Getty Images

After losing Game 3 in Dallas on Sunday, 116-107, the Minnesota Timberwolves find themselves down 3-0 to the Dallas Mavericks in the Western Conference finals despite being outscored by total of just 13 points across the entire series to this point. 

To look at the numbers, you would think this has been an incredibly close series. And it has in some ways. But in others, the chasm between the Wolves and Mavericks feels vast, notably along the superstar ledger. 

Through the first three games, Luka Doncic and Kyrie Irving have outscored Anthony Edwards and Karl-Anthony Towns, who has been absolutely miserable, by 70 points (181-111).

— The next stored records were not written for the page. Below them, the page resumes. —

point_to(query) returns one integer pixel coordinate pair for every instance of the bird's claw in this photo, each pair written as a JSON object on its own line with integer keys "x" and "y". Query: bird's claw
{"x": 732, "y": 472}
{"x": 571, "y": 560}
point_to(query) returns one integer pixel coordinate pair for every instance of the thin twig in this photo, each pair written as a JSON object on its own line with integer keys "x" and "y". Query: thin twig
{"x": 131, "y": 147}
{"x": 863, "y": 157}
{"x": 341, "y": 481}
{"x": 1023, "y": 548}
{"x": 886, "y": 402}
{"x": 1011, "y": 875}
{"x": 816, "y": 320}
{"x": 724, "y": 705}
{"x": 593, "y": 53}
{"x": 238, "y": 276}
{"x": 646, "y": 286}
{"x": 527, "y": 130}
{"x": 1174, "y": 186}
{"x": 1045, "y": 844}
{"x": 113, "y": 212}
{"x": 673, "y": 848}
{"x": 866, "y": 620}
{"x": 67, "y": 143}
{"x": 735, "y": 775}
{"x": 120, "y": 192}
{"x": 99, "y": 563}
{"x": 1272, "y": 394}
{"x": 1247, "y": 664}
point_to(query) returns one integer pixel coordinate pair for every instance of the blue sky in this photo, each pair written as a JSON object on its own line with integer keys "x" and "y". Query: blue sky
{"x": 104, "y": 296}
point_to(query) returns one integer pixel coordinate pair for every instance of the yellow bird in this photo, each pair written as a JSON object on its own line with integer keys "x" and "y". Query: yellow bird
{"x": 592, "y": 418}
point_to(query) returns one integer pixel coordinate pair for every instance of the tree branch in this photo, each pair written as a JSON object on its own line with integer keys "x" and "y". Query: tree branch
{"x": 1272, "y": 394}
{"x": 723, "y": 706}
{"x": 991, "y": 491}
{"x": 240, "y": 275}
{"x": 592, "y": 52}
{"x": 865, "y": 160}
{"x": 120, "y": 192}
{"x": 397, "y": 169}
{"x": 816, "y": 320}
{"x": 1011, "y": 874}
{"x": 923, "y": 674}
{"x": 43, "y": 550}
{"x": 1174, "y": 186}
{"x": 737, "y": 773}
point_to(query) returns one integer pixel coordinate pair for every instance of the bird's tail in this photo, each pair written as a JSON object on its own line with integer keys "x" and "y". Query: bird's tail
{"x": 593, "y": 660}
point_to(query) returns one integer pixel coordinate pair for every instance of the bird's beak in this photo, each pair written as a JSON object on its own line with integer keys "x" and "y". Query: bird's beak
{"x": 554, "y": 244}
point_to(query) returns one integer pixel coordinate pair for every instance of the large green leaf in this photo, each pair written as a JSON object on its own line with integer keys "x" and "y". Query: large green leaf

The rest of the Wolves have outscored the rest of the Mavericks by 57 points. 

And there's your 13-point disparity for the series. 

This has been a separation of the stars so far. 

I'll start with Towns, because this won't take long. He was 0-for-8 from 3-point range in Game 3. His last miss was a terrible shot at a crucial point of the fourth quarter. He's shooting 27.8% in this series, including 3-of-22 from 3. It's a testament to Minnesota's grit that it's played Dallas this tightly with its second-best scorer laying this kind of egg, but that's just not tenable. Minnesota's offense is limited enough. 

Meanwhile, Doncic and Irving, who both went for 33 points in Game 3 and, together, are averaging almost 60 in this series, are now the first starting backcourt over the last 50 years to each score at least 30 points in the same game three different times during the same postseason, per ESPN Stats. 

There are levels to this superstar stuff, and Doncic and Irving are on a higher one than Edwards right one, particularly when it comes to scoring inevitability. 

With Edwards, despite him probably being the best athlete in the league, there are holes in the arsenal -- namely the lack of a consistent jumper. It's not to suggest he can't shoot; of course he can, and when he has it going, he's as deadly as anyone. There's not a shot on the court he can't make on a given attempt. 

In fact, Edwards, from a percentage standpoint, is dusting Doncic from downtown in these playoffs (39% to 32%). But Edwards' jumper still isn't a go-to shot every night. Unless he's scorching hot, it's a Plan B most nights. Some nights, which has often been the case in this series, he becomes hesitant to attack because he can see multiple bodies in his driving lanes and he doesn't trust the pull-up or step-back in the same way that Doncic and Irving do, whether they're making them or not. 

That natural escape valve when you are constantly seeing disproportionate defensive attention is maybe the only difference between Dallas' two star scorers and Edwards right now, but it's a big one. Edwards was true to his word that he would be more aggressive in Game 3, when he took 24 shots, but he only attempted two 3-pointers, both misses, and he made just three jump shots all night. It is very difficult against playoff defenses that are entirely focused on you to consistently get to the rim. 

Meanwhile, Doncic and Irving combined to sink 17 jumpers, including three over the final six minutes -- a pair of Doncic fadeaways and a sick corner step-back from Irving to pretty much ice the win. Even with a sensational athlete like Edwards, a defense can band together to thwart consistent rim attacks. Hell, even Giannis Antetokounmpo runs into this problem. 

Irving and Doncic, meanwhile, are comfortable taking and making shots that you're theoretically trying to force them to take. They make the "nothing you can do about that" shots, which are not circumstantial in terms of when they might be available. 

If you're actually looking for 25-foot step-backs and midrange fade-aways rather than taking those shots on the defense's terms, you are never going to find yourself in a position where you can't get to your proverbial spots. You're going to play on your terms every night. No matter what defense you see, you'll have an answer. 

Indeed, the Timberwolves tried every defensive coverage they could think of against Doncic on Sunday. None of it worked. 

Edwards is already a superstar and he may very well be on his way to being the best player in the league one day. But that day is not today. Today, Doncic is just a better player, and certainly a better scorer, and he can draw upon more experience with defenses devoted entirely to stopping him. Edwards is still looking around contemplating. He hasn't found that exact balance between patience and aggression, too often erring on the former. 

Doncic and Irving, they know exactly what to do, and when and how to do it. There is no shot the defense can force them into because there is no shot they're uncomfortable taking. It's all on their terms. Edwards still has to figure out that part of the superstar equation, and it doesn't help that Irving and Doncic can do this together while Edwards is going at it alone with Towns putting forth one of his worst showings at the worst possible time.